How to prove $\int_0^\infty e^{-x^2}cos(2bx) dx = \frac{\sqrt{\pi}}{2} e^{-b^2}$

Contour Integral Method $$ \begin{align} \int_0^\infty e^{-x^2}\cos(2bx)\,\mathrm{d}x &=\frac12\int_{-\infty}^\infty e^{-x^2}\cos(2bx)\,\mathrm{d}x\\ &=\frac12\int_{-\infty}^\infty e^{-x^2}e^{i2bx}\,\mathrm{d}x\\ &=\frac12\int_{-\infty}^\infty e^{-(x-ib)^2}e^{-b^2}\,\mathrm{d}x\\ &=\frac12e^{-b^2}\int_{-\infty-ib}^{\infty-ib}e^{-x^2}\,\mathrm{d}x\\ &=\frac12e^{-b^2}\int_{-\infty}^\infty e^{-x^2}\,\mathrm{d}x\tag{$\ast$}\\ &=\frac{\sqrt\pi}{2}e^{-b^2} \end{align} $$ $(\ast)$ is valid since $e^{-z^2}$ has no poles and the integral along the two ends of the infinitely long rectangle between the paths vanishes at $\infty$.

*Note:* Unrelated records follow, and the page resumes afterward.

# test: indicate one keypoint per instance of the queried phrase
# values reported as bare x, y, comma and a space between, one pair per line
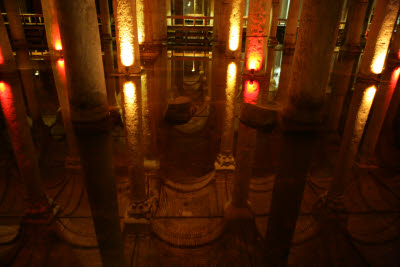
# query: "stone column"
221, 27
288, 50
348, 55
367, 82
130, 70
258, 24
90, 118
301, 120
388, 83
57, 65
225, 159
13, 108
159, 17
106, 38
23, 60
144, 22
235, 29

Differential Equation Method $$ \begin{align} \frac{\mathrm{d}}{\mathrm{d}b}\int_0^\infty e^{-x^2}\cos(2bx)\,\mathrm{d}x &=-\int_0^\infty e^{-x^2}2x\sin(2bx)\,\mathrm{d}x\\ &=\int_0^\infty\sin(2bx)\,\mathrm{d}e^{-x^2}\\ &=-2b\int_0^\infty e^{-x^2}\cos(2bx)\,\mathrm{d}x \end{align} $$ The solution to $\frac{\mathrm{d}}{\mathrm{d}b}f(b)=-2bf(b)$ is $f(b)=Ce^{-b^2}$. Evaluating at $b=0$ yields $C=\frac{\sqrt\pi}{2}$. Therefore, $$ \int_0^\infty e^{-x^2}\cos(2bx)\,\mathrm{d}x=\frac{\sqrt\pi}{2}e^{-b^2} $$